Proposition 211 would make it easier for shareholders to sue public companies in California courts over unexpected changes in their stock price. Indeed, this measure would make it easier to sue than in other states or in federal courts. As such, California could become a magnet for securities litigation without necessarily making shareholders--current and future retirees--any safer from fraud.

Specifically, the measure permits state courts to consider a doctrine known as “fraud on the market,” allowing shareholders to sue without having to point to specific examples of fraudulent information on which they may have relied in buying a stock. This doctrine is a prescription for frivolous litigation. The measure also bars companies from covering the cost of defending company executives and directors charged with securities fraud but allows them to purchase insurance, which generally covers about half the cost of monetary damages. Lawyers and accountants who attest to the veracity of a company’s financial statement could be held liable for the full amount of damages.

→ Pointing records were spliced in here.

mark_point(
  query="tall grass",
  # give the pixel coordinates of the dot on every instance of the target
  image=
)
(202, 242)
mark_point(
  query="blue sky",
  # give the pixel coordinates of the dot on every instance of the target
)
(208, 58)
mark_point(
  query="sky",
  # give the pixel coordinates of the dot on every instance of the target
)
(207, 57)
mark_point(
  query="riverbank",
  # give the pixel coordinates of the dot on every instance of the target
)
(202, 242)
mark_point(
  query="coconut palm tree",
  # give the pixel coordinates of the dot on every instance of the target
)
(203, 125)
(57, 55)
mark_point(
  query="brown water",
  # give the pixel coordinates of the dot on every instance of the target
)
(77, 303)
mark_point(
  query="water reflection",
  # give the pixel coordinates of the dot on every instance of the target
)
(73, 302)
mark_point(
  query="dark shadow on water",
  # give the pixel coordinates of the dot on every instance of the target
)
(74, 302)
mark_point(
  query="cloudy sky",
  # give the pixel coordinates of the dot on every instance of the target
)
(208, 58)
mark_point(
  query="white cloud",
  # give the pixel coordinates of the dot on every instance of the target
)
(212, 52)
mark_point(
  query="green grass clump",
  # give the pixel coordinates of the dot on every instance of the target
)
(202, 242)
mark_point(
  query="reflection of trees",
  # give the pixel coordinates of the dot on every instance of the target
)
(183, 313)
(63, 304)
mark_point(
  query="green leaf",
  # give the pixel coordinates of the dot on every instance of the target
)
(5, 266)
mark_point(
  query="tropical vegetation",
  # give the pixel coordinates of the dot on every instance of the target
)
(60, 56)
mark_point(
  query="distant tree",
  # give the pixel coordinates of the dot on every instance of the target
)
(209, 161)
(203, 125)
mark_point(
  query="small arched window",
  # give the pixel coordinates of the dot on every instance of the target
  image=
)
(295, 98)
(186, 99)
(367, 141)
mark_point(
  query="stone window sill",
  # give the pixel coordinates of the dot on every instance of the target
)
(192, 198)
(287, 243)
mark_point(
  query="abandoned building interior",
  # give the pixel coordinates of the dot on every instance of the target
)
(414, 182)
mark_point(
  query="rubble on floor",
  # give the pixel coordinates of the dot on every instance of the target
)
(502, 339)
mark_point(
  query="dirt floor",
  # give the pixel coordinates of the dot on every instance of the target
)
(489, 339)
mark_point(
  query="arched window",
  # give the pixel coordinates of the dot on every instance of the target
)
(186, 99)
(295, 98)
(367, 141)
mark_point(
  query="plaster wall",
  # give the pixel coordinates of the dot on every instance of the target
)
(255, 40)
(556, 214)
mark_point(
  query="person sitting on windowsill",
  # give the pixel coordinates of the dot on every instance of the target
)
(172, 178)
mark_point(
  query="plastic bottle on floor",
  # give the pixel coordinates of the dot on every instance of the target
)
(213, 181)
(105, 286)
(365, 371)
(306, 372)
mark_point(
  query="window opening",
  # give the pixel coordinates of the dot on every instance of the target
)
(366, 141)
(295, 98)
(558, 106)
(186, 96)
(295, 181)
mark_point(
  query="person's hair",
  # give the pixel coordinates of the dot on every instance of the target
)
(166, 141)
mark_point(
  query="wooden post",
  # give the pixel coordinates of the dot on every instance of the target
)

These changes would largely benefit lawyers--maximizing their opportunity to sue and raise fees. Stock fraud suits often proceed with a handful of lawyers representing thousands of stockholders, each perhaps with a small number of shares. As a result, the recoveries to each plaintiff can be small and lawyers’ fees potentially quite large.

Prosecuting such suits is not the same thing as preventing shareholder fraud. Proposition 211 does not strengthen the law on securities fraud or empower a new watchdog agency to protect California investors. It merely opens the door to much more speculative litigation. Proposition 211 is bad law that would invite bad consequences. Vote “no” on Proposition 211.